Many people around the country, including some Iowa legislators, are coming around to the view that the "War on Drugs" that began in the 1980s was seriously misguided. It resulted in an exploding prison population, including many people convicted of nonviolent drug offenses. And it has been partially responsible for a disproportionate incarceration of minorities. In Iowa, African-Americans make up only 3.4 percent of the population, but comprise 25.5 percent of those in state prisons and 35.8 percent of federal prisoners within the state.
The Iowa Legislature recently passed a criminal justice reform law that includes a provision reducing the harshness of sentences for those convicted of some drug offenses. Under the legislation, individuals convicted of some nonviolent drug crimes would become eligible for parole once they had served half of the required minimum sentence for the crime.
The measure is part of a criminal justice reform package that also reduces the charge for nonviolent attempted robbery from a felony to an aggravated misdemeanor and creates a mandatory minimum sentence for child endangerment that results in a minor's death. At the time this post was written the legislation was on its way to Governor Branstad for signature. Whether he signs it is yet to be seen, but in the past he has supported efforts to reduce the state's prison population.

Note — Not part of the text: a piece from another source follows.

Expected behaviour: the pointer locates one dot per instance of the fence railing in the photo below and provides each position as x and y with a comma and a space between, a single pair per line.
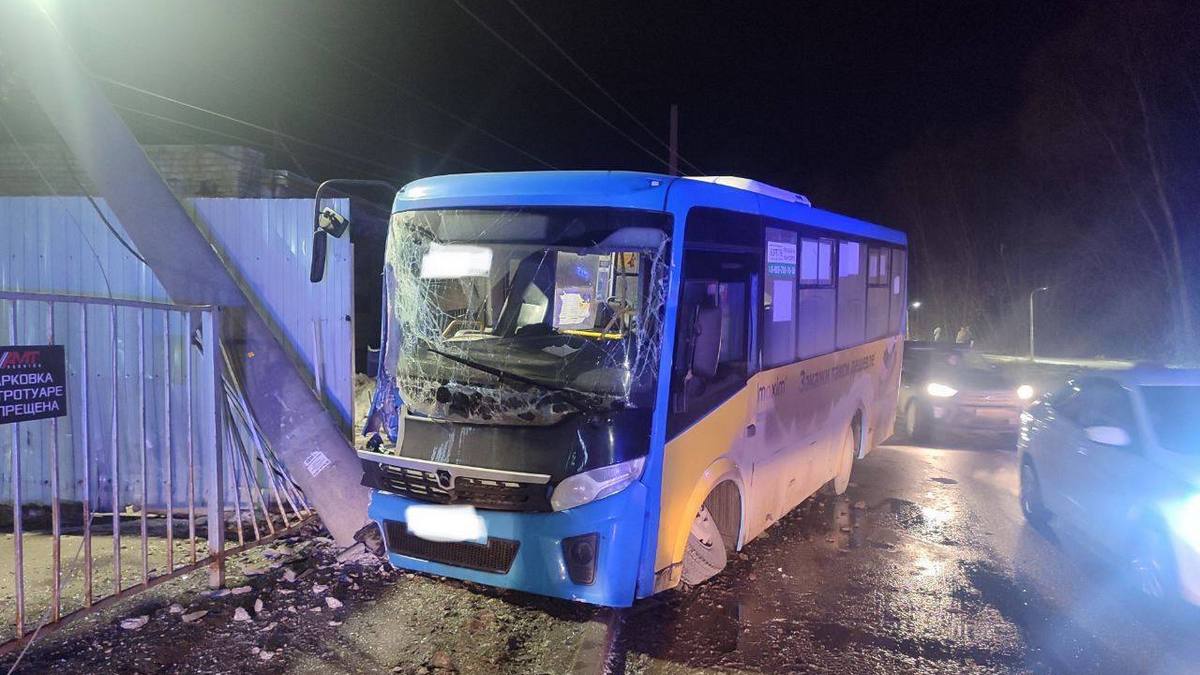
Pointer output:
157, 447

Even if the War on Drugs may be over, that doesn't mean drug charges should be taken lightly by anyone facing them in Iowa. The federal and state penalties for drug trafficking and manufacturing are still severe. A person charged with a drug-related offense has the right to an attorney of their choice and the right to fight the charges in court. With the right defense strategy, it may be possible to get the charges reduced or dismissed.